Institute for Medical Information Processing, Biometry and Epidemiology, LMU, Munich, Germany.
Institute of Medical Informatics, Statistics and Epidemiology, School of Medicine, TUM, Munich, Germany.
Genome Biol. 2021 May 11;22(1):152. doi: 10.1186/s13059-021-02365-4.
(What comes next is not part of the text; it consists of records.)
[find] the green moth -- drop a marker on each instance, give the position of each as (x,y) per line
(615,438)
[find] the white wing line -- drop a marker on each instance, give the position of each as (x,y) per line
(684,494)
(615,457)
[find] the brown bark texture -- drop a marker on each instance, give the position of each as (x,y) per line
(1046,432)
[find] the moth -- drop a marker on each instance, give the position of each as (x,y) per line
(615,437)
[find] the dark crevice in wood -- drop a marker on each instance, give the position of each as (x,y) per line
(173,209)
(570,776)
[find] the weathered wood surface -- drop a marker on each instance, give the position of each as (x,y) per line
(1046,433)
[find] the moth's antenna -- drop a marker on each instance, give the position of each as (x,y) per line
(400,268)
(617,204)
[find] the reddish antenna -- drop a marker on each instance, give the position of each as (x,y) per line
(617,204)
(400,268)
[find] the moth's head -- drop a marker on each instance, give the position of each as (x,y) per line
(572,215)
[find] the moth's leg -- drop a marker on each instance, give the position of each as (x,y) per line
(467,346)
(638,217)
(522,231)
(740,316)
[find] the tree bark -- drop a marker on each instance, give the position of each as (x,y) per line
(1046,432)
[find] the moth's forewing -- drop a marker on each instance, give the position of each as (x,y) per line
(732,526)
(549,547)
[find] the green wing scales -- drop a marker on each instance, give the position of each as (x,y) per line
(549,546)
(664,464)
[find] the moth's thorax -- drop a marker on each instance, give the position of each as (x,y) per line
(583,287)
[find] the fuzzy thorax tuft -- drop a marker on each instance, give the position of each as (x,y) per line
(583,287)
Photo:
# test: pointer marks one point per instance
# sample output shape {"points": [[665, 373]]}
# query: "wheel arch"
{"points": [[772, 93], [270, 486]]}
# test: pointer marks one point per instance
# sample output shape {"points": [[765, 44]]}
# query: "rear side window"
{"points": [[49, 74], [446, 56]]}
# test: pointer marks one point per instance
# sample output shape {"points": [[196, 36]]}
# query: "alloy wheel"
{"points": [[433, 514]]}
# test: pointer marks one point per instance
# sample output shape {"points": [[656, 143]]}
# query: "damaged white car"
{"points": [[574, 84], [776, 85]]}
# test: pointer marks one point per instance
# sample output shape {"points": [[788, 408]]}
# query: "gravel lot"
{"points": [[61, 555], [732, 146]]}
Most research articles presenting new data analysis methods claim that "the new method performs better than existing methods," but the veracity of such statements is questionable. Our manuscript discusses and illustrates consequences of the optimistic bias occurring during the evaluation of novel data analysis methods, that is, all biases resulting from, for example, selection of datasets or competing methods, better ability to fix bugs in a preferred method, and selective reporting of method variants. We quantitatively investigate this bias using an example from epigenetic analysis: normalization methods for data generated by the Illumina HumanMethylation450K BeadChip microarray.
大多数提出新数据分析方法的研究文章都声称“新方法比现有方法表现更好”,但这种说法的真实性值得怀疑。我们的论文讨论并说明了在评估新数据分析方法时出现的乐观偏见的后果,即所有的偏见都源于例如数据集或竞争方法的选择、更好地修复首选方法中的错误的能力以及方法变体的选择性报告。我们使用来自表观遗传学分析的一个例子来定量研究这种偏见:Illumina HumanMethylation450K BeadChip 微阵列产生的数据的归一化方法。